Friday, Jul. 03, 1964

THREE TOP SOLDIERS

Key figures in the U.S. military-command changes caused by the appointment of General Maxwell Taylor as U.S. ambassador to Saigon:

General Earle Gilmore Wheeler, 56, new chairman of the Joint Chiefs of Staff, moves up from Army Chief of Staff. Wheeler's appointment is another break in the tradition of rotating the Joint Chiefs' chairmanship among the three services. This happened partly by a process of elimination. Air Force Chief of Staff Curtis LeMay, 57, is scheduled to retire next February. The Chief of Naval Operations, Admiral David McDonald, 57, has been on the job only since last August, is still learning the ropes. That left "Bus" Wheeler for the top service job--which suited Defense Secretary Robert McNamara just fine. Wheeler is McNamara's kind of general--a skilled staff officer who specializes in analytical answers to complex problems.

In his 32 years of service, Wheeler has had only five months' combat duty, as a division chief of staff in Europe in World War II. But in his steady climb as a staffman, he caught the eye of Maxwell Taylor and later of John F. Kennedy, whom he was assigned to brief on military matters in the 1960 campaign. Named Army Chief of Staff in 1962, he set about revitalizing the Army along the lines of Taylor's doctrine of "flexible" response rather than overwhelming reliance on massive nuclear retaliation. During Wheeler's two-year tenure as Chief of Staff, the Army rose from eleven to 16 combat-ready divisions, increased its strength from 870,000 troops to 976,000.

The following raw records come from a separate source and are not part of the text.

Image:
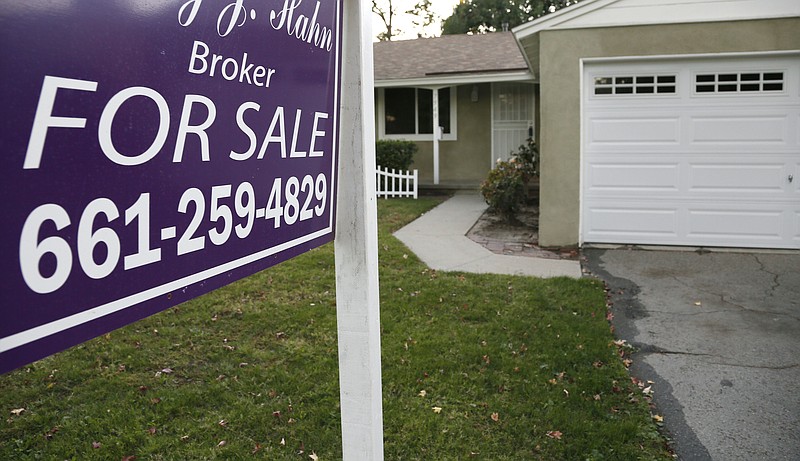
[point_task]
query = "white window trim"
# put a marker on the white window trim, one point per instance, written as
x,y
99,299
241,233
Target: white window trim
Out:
x,y
381,111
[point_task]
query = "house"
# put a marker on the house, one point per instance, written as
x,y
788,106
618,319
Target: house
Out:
x,y
668,122
481,88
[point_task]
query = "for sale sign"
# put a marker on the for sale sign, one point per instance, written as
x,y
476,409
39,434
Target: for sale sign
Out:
x,y
153,151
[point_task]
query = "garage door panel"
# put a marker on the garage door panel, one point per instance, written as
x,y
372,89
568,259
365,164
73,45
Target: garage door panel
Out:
x,y
638,131
767,129
637,221
708,168
723,224
795,228
613,178
737,179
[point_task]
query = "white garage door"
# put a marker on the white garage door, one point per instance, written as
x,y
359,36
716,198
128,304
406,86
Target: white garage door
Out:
x,y
700,152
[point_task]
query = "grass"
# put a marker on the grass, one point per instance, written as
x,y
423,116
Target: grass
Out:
x,y
474,367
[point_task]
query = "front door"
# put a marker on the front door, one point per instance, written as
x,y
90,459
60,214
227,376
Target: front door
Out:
x,y
512,117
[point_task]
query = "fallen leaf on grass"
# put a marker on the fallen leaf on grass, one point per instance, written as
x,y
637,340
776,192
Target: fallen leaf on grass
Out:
x,y
49,434
554,434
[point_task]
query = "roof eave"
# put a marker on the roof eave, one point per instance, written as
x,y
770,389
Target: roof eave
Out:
x,y
459,79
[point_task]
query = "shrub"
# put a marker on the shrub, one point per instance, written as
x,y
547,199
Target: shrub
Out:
x,y
504,188
395,154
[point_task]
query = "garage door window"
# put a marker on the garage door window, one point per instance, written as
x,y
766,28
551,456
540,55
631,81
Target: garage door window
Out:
x,y
634,85
739,82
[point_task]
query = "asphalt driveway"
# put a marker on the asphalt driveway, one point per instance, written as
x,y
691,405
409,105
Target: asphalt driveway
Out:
x,y
719,334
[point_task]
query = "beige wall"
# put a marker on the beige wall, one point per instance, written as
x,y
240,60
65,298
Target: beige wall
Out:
x,y
559,53
464,162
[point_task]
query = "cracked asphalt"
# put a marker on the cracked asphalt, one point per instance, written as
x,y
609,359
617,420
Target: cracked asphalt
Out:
x,y
719,334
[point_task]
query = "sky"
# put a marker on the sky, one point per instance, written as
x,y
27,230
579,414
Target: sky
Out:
x,y
402,21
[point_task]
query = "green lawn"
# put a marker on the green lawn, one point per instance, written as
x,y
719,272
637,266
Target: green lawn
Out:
x,y
474,367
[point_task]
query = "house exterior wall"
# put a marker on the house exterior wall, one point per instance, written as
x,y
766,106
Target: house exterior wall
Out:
x,y
465,162
559,54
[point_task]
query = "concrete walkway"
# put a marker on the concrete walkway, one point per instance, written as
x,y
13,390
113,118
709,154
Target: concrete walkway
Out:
x,y
439,239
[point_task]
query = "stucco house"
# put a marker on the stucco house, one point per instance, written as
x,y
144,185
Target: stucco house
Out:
x,y
667,122
481,88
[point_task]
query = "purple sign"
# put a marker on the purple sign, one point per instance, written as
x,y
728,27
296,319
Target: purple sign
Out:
x,y
153,151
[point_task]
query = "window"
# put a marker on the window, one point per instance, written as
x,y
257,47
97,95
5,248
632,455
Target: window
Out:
x,y
739,82
408,113
635,85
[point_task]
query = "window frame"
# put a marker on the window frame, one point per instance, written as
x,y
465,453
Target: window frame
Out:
x,y
381,112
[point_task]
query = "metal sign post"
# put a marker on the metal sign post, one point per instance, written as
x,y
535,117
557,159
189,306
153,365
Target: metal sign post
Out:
x,y
356,244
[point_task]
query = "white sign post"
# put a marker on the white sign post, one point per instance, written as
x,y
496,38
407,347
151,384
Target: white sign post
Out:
x,y
356,247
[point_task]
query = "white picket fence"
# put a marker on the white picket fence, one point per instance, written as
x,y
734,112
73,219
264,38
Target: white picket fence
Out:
x,y
395,183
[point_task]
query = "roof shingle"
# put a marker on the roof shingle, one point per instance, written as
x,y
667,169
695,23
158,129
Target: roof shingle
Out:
x,y
447,55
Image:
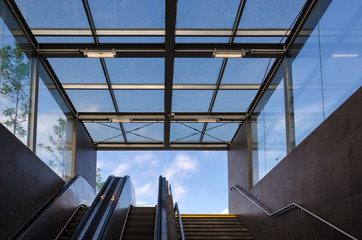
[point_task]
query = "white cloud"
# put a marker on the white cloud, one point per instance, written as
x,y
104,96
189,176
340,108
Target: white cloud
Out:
x,y
225,211
181,167
178,192
121,169
144,190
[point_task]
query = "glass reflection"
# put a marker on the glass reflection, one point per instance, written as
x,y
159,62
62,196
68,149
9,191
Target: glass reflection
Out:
x,y
14,86
269,130
54,131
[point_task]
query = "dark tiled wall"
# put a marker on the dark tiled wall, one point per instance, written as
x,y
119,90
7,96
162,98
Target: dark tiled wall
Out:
x,y
323,173
86,156
26,183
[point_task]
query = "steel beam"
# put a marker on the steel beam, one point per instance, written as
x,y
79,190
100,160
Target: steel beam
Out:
x,y
160,117
159,50
70,32
160,86
106,146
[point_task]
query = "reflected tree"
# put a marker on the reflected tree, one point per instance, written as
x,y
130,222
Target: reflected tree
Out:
x,y
56,146
99,181
15,77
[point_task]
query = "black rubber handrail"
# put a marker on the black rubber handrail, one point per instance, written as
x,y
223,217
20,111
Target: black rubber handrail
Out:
x,y
287,208
43,208
94,206
108,218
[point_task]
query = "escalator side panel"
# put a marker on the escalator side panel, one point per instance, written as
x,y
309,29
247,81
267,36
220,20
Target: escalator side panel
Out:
x,y
126,198
52,219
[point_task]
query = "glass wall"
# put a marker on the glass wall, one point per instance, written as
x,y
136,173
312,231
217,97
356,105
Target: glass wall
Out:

Lieut. General Harold Keith Johnson, 52, new Army Chief of Staff, replaces Wheeler. In selecting him, President Johnson skipped over 43 more senior generals. A slight, sandy-haired man, Johnson was a lieutenant colonel with the 57th Infantry (Philippine Scouts) when the Japanese invaded the islands in 1941. He was captured, endured the infamous Bataan death march, survived three years in Japanese prison camps. In Korea in 1950, he took command of a combat infantry battalion, fought through the bloody defense of the Pusan perimeter and later was named a regimental commander. Back in the U.S., Johnson became commandant of the Army's elite Command and General Staff College. There he coined a slogan, "Challenge the Assertion"--an attitude that has since won him the admiration of Bob Mc Namara, whose hobby is shattering military shibboleths. In 1963 Johnson moved into the Pentagon as Deputy Chief of Staff for Operations.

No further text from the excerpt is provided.